Richard H. Bell ’64B.D. ’66 M.A., ’68 Ph.D. has had an active past decade. He has published three books: Simone Weil: The Way of Justice as Compassion (Rowman & Littlefield, 1998); Understanding African Philosophy: A Cross-cultural Approach (Routledge, 2003); and Rethinking Justice: Restoring Our Humanity (Rowman and Littlefield, July, 2007). He and his wife Barbara both retired from The College of Wooster in December, 2003; and since then he has been a visiting lecturer at Rhodes University in Grahamstown, South Africa for a semester in 2004 and in 2006. He was awarded a Fulbright Senior Research and Lecture grant in 2006 that supported their second term at Rhodes and the completion of his “Justice” book. He and Barbara showed up at the annual fall Convocation two years ago and hope to be back in 2007.

After 30 years of ministry in Episcopal congregations in NC and 6 years as bishop of NC, Robert C. Johnson ’64 B.D. retired in 2000 and soon after had surgery for five coronary artery by-passes, but has been well ever since. His dear Connie worked a career in admissions at Duke University and retired shortly before him. Six months ago she underwent breast cancer surgery and is recuperating nicely. They enjoy two children and three grandsons.

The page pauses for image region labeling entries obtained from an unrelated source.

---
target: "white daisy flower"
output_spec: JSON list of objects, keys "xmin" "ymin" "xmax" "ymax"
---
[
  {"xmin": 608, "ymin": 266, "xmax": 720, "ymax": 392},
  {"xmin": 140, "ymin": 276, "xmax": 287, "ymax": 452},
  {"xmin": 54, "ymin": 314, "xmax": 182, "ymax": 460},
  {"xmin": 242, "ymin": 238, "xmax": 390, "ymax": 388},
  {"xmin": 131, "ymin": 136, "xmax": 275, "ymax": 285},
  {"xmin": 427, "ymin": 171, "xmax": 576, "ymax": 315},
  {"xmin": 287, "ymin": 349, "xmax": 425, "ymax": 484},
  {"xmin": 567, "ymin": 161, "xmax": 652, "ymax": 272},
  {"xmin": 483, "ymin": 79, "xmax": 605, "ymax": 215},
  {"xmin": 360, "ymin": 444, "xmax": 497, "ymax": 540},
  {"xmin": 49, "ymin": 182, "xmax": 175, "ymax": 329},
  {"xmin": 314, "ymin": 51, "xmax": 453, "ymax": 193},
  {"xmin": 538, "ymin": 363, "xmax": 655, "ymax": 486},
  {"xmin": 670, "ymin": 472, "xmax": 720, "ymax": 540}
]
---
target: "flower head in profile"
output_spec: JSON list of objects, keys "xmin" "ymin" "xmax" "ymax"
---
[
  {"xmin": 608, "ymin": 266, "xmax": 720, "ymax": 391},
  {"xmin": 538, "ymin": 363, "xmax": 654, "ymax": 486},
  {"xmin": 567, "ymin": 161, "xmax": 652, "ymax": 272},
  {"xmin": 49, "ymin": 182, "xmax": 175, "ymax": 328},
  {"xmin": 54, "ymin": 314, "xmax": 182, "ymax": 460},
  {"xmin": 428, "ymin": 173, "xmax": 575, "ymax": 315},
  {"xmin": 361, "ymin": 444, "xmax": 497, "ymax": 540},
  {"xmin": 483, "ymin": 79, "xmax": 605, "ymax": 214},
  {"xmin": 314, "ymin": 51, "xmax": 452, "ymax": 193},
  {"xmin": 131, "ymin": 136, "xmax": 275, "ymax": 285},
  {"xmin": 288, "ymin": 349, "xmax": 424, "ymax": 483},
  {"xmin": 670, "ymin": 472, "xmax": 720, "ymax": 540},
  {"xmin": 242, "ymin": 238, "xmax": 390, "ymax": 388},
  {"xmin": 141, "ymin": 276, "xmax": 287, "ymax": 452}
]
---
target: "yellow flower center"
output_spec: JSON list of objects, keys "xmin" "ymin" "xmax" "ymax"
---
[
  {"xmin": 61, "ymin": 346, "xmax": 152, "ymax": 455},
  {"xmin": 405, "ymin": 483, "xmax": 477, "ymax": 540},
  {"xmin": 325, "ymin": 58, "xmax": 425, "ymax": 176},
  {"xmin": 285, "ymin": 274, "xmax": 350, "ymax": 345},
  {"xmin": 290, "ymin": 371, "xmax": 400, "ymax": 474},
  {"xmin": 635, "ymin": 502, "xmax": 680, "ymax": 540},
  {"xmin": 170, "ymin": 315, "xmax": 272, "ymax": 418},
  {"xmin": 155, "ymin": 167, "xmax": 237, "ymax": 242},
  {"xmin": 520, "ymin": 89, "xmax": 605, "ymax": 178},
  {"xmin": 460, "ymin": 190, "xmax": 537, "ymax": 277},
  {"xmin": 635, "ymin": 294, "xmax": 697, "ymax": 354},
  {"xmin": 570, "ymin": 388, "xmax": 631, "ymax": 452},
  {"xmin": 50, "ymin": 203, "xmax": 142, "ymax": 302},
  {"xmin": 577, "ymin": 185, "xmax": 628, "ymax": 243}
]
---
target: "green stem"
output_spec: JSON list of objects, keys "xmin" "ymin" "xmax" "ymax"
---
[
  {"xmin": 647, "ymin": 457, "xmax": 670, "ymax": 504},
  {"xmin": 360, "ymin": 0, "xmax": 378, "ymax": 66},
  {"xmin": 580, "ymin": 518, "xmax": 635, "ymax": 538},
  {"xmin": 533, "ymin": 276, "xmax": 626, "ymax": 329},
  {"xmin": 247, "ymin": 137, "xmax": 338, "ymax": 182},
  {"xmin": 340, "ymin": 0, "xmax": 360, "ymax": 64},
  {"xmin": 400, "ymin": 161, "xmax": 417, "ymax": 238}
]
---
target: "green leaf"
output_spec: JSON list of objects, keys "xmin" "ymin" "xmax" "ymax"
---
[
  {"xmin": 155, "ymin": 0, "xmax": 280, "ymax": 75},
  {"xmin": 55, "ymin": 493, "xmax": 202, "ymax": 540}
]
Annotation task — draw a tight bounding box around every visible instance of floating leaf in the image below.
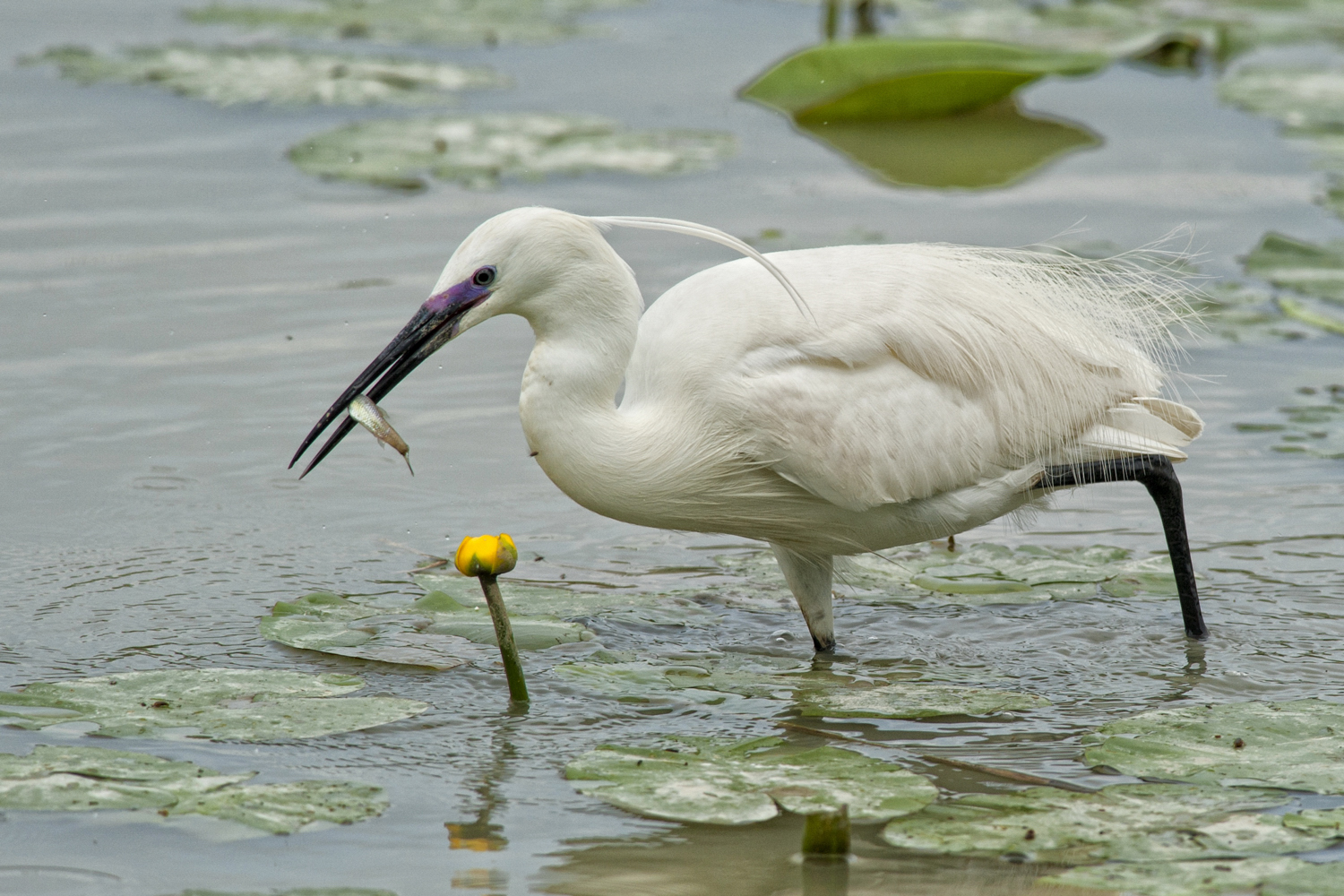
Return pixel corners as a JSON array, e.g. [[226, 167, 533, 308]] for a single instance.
[[289, 114, 737, 189], [0, 745, 389, 834], [803, 681, 1050, 719], [699, 543, 1176, 608], [551, 654, 1050, 719], [796, 99, 1101, 189], [0, 669, 429, 740], [564, 737, 938, 825], [22, 43, 505, 106], [1040, 858, 1344, 896], [1242, 232, 1344, 304], [1083, 699, 1344, 794], [185, 0, 632, 46], [261, 588, 593, 669], [883, 785, 1344, 866], [1234, 383, 1344, 460]]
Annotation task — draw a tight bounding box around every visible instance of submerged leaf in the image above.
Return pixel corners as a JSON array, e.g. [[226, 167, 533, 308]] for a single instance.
[[0, 669, 429, 740], [0, 745, 389, 834], [742, 39, 1110, 122], [883, 785, 1344, 866], [23, 43, 507, 106], [185, 0, 634, 46], [1040, 858, 1344, 896], [1083, 699, 1344, 794], [289, 114, 737, 189], [564, 737, 938, 825], [261, 588, 593, 669]]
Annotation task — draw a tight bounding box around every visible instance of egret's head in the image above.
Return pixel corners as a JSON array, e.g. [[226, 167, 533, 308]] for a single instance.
[[289, 208, 806, 476]]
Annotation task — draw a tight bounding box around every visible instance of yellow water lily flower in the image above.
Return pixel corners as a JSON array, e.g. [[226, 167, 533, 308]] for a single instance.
[[453, 532, 518, 575]]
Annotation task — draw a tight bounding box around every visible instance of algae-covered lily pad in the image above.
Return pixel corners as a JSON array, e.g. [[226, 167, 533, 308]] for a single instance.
[[185, 0, 634, 46], [0, 669, 429, 740], [551, 654, 1050, 719], [1040, 857, 1344, 896], [703, 543, 1176, 605], [1234, 383, 1344, 460], [742, 39, 1110, 121], [883, 785, 1344, 866], [289, 114, 737, 189], [1083, 699, 1344, 794], [23, 44, 505, 106], [0, 745, 389, 834], [261, 591, 593, 669], [564, 737, 938, 825]]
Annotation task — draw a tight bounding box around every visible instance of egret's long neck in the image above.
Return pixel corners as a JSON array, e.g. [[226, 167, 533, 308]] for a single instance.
[[519, 264, 644, 512]]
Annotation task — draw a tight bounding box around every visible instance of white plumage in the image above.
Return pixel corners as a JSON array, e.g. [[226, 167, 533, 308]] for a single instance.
[[301, 208, 1203, 648]]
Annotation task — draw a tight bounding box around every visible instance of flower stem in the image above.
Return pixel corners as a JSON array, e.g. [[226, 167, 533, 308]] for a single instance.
[[480, 573, 529, 702]]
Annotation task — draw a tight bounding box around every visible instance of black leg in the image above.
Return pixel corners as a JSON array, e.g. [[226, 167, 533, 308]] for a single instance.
[[1032, 454, 1209, 638]]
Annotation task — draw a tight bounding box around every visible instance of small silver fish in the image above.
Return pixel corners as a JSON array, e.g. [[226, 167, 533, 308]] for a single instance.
[[346, 395, 416, 476]]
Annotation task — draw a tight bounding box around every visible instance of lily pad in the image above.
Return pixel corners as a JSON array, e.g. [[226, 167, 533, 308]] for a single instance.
[[1040, 857, 1344, 896], [289, 114, 737, 189], [702, 541, 1176, 605], [742, 39, 1110, 122], [0, 745, 389, 834], [261, 589, 593, 669], [1083, 699, 1344, 794], [551, 654, 1050, 719], [0, 669, 429, 740], [1234, 383, 1344, 460], [185, 0, 632, 46], [1242, 232, 1344, 305], [882, 785, 1344, 866], [22, 43, 507, 106], [564, 737, 938, 825], [796, 99, 1102, 189]]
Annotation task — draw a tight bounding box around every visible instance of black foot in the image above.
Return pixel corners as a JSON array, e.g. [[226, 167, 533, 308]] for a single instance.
[[1032, 454, 1209, 638]]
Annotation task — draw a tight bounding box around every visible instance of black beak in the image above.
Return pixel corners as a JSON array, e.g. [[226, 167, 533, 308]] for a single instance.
[[289, 280, 491, 478]]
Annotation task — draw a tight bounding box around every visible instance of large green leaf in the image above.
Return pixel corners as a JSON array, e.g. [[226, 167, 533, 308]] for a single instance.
[[261, 587, 593, 669], [1040, 857, 1344, 896], [0, 669, 429, 740], [289, 114, 737, 189], [883, 785, 1344, 866], [1083, 699, 1344, 794], [742, 39, 1110, 122], [564, 737, 938, 825], [0, 745, 389, 834], [22, 43, 507, 106], [797, 99, 1101, 189], [185, 0, 633, 46]]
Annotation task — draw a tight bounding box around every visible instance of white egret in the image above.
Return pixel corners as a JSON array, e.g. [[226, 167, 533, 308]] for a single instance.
[[290, 208, 1206, 650]]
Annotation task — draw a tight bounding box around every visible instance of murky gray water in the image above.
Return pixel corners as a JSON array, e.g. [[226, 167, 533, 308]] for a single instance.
[[0, 0, 1344, 896]]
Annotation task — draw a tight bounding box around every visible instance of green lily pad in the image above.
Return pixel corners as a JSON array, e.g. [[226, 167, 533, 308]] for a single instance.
[[1039, 857, 1344, 896], [289, 114, 737, 189], [1242, 232, 1344, 304], [551, 654, 1050, 719], [0, 745, 389, 834], [803, 681, 1050, 719], [22, 43, 507, 106], [742, 39, 1110, 121], [185, 0, 632, 46], [0, 669, 429, 740], [698, 543, 1176, 608], [261, 587, 593, 669], [1083, 699, 1344, 794], [882, 785, 1344, 866], [1234, 383, 1344, 460], [795, 99, 1102, 189], [564, 737, 938, 825], [414, 573, 723, 626]]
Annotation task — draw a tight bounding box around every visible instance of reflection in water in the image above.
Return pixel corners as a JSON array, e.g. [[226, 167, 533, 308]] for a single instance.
[[795, 98, 1102, 189]]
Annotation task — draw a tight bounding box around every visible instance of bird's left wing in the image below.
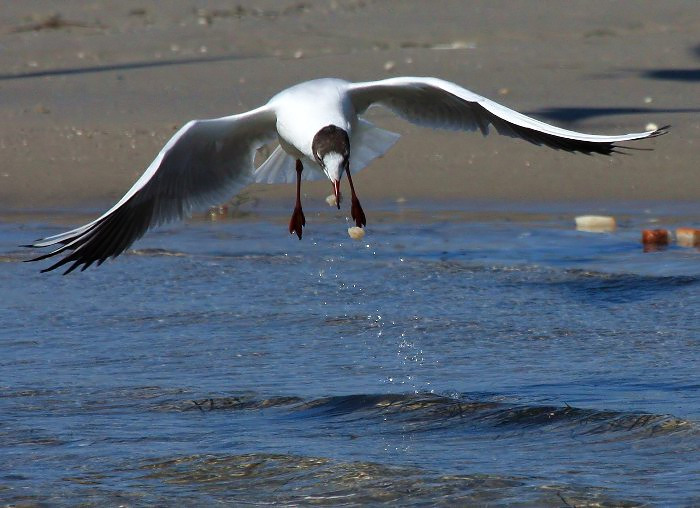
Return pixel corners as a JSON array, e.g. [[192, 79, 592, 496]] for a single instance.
[[347, 77, 667, 154], [27, 106, 276, 273]]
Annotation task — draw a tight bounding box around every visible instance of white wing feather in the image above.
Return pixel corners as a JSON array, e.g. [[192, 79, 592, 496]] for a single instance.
[[348, 77, 666, 154]]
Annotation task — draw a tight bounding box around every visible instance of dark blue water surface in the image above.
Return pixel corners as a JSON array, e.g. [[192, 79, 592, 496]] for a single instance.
[[0, 205, 700, 506]]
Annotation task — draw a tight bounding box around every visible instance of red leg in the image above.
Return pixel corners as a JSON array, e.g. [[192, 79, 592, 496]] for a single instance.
[[289, 159, 306, 240], [345, 169, 367, 228]]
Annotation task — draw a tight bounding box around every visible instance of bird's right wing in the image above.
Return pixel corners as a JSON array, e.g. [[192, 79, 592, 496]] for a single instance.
[[27, 106, 276, 273], [347, 77, 667, 154]]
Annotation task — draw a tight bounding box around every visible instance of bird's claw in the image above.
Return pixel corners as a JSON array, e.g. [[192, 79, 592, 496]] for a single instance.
[[289, 206, 306, 240], [350, 198, 367, 228]]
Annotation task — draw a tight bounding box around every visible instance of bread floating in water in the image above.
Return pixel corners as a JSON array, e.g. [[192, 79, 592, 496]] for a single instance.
[[642, 229, 669, 245], [348, 226, 365, 240], [676, 228, 700, 247], [575, 215, 617, 233]]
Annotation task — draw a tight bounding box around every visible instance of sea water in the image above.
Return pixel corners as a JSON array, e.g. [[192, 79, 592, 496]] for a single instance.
[[0, 204, 700, 506]]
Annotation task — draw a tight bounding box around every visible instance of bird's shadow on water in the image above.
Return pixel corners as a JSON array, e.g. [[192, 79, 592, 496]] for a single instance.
[[533, 269, 700, 304]]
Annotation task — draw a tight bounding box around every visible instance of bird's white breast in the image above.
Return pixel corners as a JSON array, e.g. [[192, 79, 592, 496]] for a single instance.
[[269, 79, 357, 160]]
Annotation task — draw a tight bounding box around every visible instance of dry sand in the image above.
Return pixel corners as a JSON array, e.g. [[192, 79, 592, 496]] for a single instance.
[[0, 0, 700, 210]]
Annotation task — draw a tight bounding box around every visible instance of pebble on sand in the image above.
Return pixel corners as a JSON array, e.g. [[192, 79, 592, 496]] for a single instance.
[[575, 215, 617, 233], [642, 229, 669, 245], [348, 226, 365, 240], [676, 228, 700, 247]]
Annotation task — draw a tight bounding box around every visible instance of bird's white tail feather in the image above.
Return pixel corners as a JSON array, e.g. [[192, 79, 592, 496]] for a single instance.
[[253, 120, 400, 183], [253, 146, 326, 183], [350, 120, 401, 175]]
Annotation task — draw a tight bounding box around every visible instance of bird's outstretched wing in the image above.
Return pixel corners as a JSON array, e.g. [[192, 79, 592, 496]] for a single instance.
[[348, 77, 668, 154], [27, 106, 276, 273]]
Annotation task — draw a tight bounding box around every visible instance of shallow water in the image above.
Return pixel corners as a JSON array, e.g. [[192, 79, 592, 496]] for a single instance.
[[0, 204, 700, 506]]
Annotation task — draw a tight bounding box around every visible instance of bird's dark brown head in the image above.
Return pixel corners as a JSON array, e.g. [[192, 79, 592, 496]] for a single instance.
[[311, 125, 350, 208], [311, 125, 350, 167]]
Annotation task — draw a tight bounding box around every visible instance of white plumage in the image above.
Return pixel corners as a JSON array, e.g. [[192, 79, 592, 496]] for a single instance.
[[24, 77, 666, 273]]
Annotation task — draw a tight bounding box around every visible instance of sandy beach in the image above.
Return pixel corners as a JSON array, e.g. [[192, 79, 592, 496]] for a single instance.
[[0, 0, 700, 210]]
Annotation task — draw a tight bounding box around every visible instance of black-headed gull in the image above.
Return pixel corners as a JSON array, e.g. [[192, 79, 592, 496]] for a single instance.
[[28, 77, 666, 273]]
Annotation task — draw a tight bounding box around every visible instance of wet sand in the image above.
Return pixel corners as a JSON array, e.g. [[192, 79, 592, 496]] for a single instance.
[[0, 0, 700, 210]]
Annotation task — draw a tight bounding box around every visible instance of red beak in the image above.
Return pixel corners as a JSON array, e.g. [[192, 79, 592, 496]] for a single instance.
[[333, 180, 340, 210]]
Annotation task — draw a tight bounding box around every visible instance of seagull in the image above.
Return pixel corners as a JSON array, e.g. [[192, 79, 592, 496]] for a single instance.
[[25, 77, 668, 274]]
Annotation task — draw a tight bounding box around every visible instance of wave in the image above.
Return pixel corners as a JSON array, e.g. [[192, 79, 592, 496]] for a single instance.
[[132, 453, 641, 506], [167, 393, 700, 440]]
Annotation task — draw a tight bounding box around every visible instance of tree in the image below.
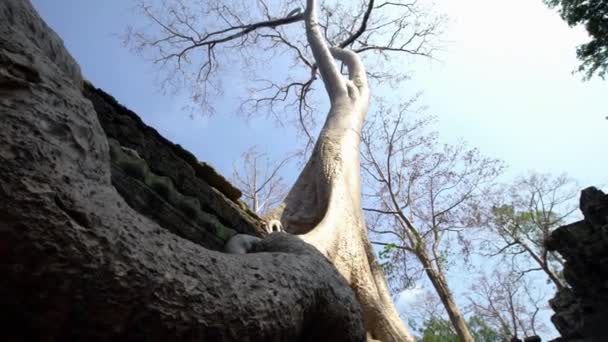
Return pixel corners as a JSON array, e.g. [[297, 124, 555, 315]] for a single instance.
[[127, 0, 439, 341], [232, 147, 295, 215], [485, 173, 578, 289], [0, 0, 366, 342], [468, 268, 546, 340], [362, 102, 502, 341], [418, 316, 508, 342], [543, 0, 608, 79]]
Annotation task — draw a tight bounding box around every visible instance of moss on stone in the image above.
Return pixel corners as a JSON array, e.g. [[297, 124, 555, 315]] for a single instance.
[[108, 139, 241, 242]]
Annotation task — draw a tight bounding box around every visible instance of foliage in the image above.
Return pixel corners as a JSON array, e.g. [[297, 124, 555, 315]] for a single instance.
[[485, 173, 578, 288], [231, 146, 297, 215], [544, 0, 608, 79], [415, 316, 509, 342]]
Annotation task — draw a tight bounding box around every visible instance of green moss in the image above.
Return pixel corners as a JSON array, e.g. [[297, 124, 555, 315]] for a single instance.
[[145, 173, 178, 205], [117, 160, 149, 181], [177, 196, 201, 219]]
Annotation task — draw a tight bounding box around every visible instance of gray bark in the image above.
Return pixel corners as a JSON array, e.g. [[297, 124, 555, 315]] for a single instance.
[[0, 0, 365, 341], [270, 0, 413, 342]]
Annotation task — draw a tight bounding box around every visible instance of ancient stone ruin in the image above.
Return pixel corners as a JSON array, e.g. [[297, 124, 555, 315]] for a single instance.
[[548, 187, 608, 342]]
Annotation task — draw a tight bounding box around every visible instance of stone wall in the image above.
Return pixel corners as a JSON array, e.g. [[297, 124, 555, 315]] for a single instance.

They are planning a tour of the American West this fall.


Max Jones ’64 B.D. has retired from full time ministry but is continuing to serve as a consultant to higher education and ecumenical ministries.  He is currently working part time for the Phillips University Legacy Foundation, helping raise scholarship funds for students attending church related universities.  He and his wife, Suzanne, live in Granbury, TX, approximately forty miles Southwest of Fort Worth.

Lee VanBremen '64 B.D. writes, "The beauty of New Hampshire in the fall is more important than ever to us as I continue to recover from surgery in addition to living with Parkinson’s Disease for about 15 years." While these circumstances have required some lifestyle changes, he and his wife Jane are grateful for their friends and family, including six grandsons.  The oldest is a sophomore at Duke, three live in London with their parents and two are in Wellesley, MA.  All of them spend as much time as possible in NH.  Jane continues to enjoy working as the clinical supervisor for Good Beginnings, a parent support program in Claremont, NH.  Lee serves on the boards of three not-for-profits and is treasurer of the local Democratic Party.  He concludes, "As I finish this note, we’re awaiting the arrival of good friends, Jan and Jim Baker '63 B.D."

The Ronnie A. Yoder Scholarship has been established by the Honorable Ronnie A. Yoder ’64 Div. of Alexandria, Virginia for students enrolled at Virginia Theological Seminary as Master in Divinity and Master in Theological Studies Degree candidates, to advance the study of love as an appropriate center of Christian theology, life, preaching and practice, and to explore love as an ecumenical theme unifying all of humankind's religions. Judge Yoder has served as the Chief Administrative Law Judge of the Department of Transportation since July 1, 2001. He has served as a Federal Administrative Law Judge for 31 years at DOT, the Civil Aeronautics Board, the Department of Labor, and other agencies, after spending 14 years in private practice in New York and Washington, D.C.